There is a saying about contamination of the samples in the storage vessels from the microorganisms i.e. fungi etc. The vessels must be cleaned at the bottom surface regularly to restrict from formation of any microbial organisms. The safety measure of the storage vessels in checking of the vacuum formation considered in order to have successful preservation of the biological materials (Stacey G, 2011).
There is also a concern that radiation causes drawbacks in the stored cellular material if the storage vessels are not properly maintained. This may results in the occurrence of mutation sometimes (Stacey G, 2011).
When a huge amount of embryos and oocytes are stored for long time in the cryobanks without any future use. As people stored these germ cells for taking in the future, but they do not need this in their upcoming and did not not receive back these from the cell banks. The investment and human practice as well as storage procedures go in waste without any use. As the oocytes and embryos were cryopreserved for long time in the cell banks, the reproduction can be achieved at any stage of life span.
The requisite for the long term storage of cells and tissues that all the cell banks have the required lab equipments and storage area facilities according to the storage sample to avoid any type of contamination to the samples. The financial strategy of the banks must be strong enough to store the biological sample at a high quality of hygienic conditions. The lab apparatus used in the cryopreservation of cells and tissue are presented according to the sample conditions as if there is any damage to the sample than there must be replacement criteria in which the vessels with least damage are used. In samples stored with liquid nitrogen, the great concern is required .The storage in this medium concerns the more attention in handling and resisting any contamination. The vessels with long storage are used in which there are low nitrogen lost systems. The samples must be stored at the bottom of the vessels. The vessels which have the large opening lids cause more damages (Stacey G, 2011).

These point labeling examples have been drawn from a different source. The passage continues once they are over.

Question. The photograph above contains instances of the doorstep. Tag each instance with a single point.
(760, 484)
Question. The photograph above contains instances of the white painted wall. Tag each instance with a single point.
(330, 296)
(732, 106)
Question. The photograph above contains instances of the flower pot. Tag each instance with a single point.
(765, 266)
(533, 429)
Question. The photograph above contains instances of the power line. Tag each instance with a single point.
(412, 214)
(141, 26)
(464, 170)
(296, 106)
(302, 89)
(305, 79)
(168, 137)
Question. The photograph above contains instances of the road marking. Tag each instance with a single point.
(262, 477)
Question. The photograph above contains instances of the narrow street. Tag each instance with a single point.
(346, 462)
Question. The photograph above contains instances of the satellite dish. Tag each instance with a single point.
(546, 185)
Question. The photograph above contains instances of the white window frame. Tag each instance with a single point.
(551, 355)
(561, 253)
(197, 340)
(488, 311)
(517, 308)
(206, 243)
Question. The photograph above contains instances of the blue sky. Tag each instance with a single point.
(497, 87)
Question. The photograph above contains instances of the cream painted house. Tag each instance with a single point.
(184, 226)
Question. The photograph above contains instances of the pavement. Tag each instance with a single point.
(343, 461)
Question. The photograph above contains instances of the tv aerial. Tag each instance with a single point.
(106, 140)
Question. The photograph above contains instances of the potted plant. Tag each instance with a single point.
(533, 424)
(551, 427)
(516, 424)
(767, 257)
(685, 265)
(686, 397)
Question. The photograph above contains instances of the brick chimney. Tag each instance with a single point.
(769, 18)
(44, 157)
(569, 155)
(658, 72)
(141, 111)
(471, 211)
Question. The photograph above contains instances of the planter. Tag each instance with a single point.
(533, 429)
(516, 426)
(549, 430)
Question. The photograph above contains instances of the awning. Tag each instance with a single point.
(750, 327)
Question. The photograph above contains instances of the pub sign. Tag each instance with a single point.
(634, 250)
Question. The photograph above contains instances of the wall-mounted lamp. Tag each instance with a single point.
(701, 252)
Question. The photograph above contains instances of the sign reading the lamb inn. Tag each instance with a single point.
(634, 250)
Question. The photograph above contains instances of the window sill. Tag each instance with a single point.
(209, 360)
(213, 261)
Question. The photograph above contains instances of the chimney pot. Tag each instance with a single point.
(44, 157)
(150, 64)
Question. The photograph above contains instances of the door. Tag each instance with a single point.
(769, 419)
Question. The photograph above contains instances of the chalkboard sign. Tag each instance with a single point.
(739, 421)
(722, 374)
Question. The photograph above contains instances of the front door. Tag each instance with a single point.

In order to check the proper maintenance of the stored sample, there should be routine lab tests like viability test and sterilisation test. The tests are very essential to check the proper conditions of the sample. The issue arising with test is that the test Trypan blue done to findout the viability of the cells. Trypan blue may over estimate the viable cells and which leads to improper use of tissues or cell lines. The tests should have accurate measure of viability to have good results in the applications where they have done. The accident happen at the cell bank due to liquid nitrogen storage is another issue. The liquid nitrogen is very dangerous for the samples preserved nitrogen get interacted with sample material and makes them toxic,. Rise in the level of nitrogen has negative effect on the health of person working at the lab.